Several NATO nations, led by France, Britain and the United States, have taken part in air attacks on Libya, but the role of NATO as an organisation has been limited to expanded air surveillance.

US WON’T HAVE “PRE-EMINENT ROLE”

On Sunday, US Defence Secretary Robert Gates stressed the limits of planned U.S. military involvement.

He said the United States would not have a “pre-eminent role” in the anti-Gaddafi coalition that will maintain a no-fly zone, and expected to turn over primary responsibility for the mission to others within days.

He said Britain or France could take charge of the air operation, or NATO could lead it, if sensitivities in the Arab League over working under NATO leadership were assuaged.
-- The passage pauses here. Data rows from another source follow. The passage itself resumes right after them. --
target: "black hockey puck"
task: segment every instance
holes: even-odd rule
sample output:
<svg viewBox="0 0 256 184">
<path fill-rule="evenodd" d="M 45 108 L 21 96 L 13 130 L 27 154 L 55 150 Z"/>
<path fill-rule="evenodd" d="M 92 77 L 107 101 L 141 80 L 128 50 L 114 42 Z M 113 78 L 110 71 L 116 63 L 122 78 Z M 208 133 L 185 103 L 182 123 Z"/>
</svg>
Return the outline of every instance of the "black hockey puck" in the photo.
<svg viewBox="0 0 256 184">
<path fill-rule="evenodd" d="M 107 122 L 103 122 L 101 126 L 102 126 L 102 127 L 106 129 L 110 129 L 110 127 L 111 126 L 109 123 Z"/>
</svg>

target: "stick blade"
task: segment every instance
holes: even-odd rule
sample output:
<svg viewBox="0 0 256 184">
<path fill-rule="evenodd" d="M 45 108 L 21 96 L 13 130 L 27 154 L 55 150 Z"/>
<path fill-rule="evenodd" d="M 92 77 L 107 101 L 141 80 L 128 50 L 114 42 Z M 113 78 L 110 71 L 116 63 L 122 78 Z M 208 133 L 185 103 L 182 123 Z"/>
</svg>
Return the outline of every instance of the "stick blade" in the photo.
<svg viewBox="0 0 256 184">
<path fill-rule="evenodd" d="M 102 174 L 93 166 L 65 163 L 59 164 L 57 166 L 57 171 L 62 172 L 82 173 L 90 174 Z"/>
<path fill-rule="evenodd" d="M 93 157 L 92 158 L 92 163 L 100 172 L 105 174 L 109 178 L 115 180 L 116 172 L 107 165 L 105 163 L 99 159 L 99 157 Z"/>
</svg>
Diplomats said it would be easier to get an agreement on enforcing the arms embargo, which would involve use of alliance aircraft and ships to prevent weapons reaching Gaddafi’s forces.
“There are some very basic questions that need to be resolved,” a NATO diplomat said.
“The general question is what NATO should do and what the coalition of the willing should do and in what timeframe we are talking about — is the coalition of willing something for the short term or the longer term?
“Some nations still have to make up their minds really what they want to do in the longer term — do they want to be engaged in the longer term and take the lead?”

Italian Foreign Minister Franco Frattini called on Monday for a greater NATO role.
“It’s time to move from a coalition of willing towards a bit more coordinated approach under NATO because NATO has the capacity, the experience to lead a well-coordinated action,” he said ahead of a meeting of EU foreign ministers.

An Italian foreign ministry official said Italy considered the current three-way command structure involving France, Britain and the United States and the resulting bombing campaign “anarchic” and said it “poses problems to the Arab world”.



The official said Italy wanted to see “a circumscribing of the military objectives and limits to escalation”.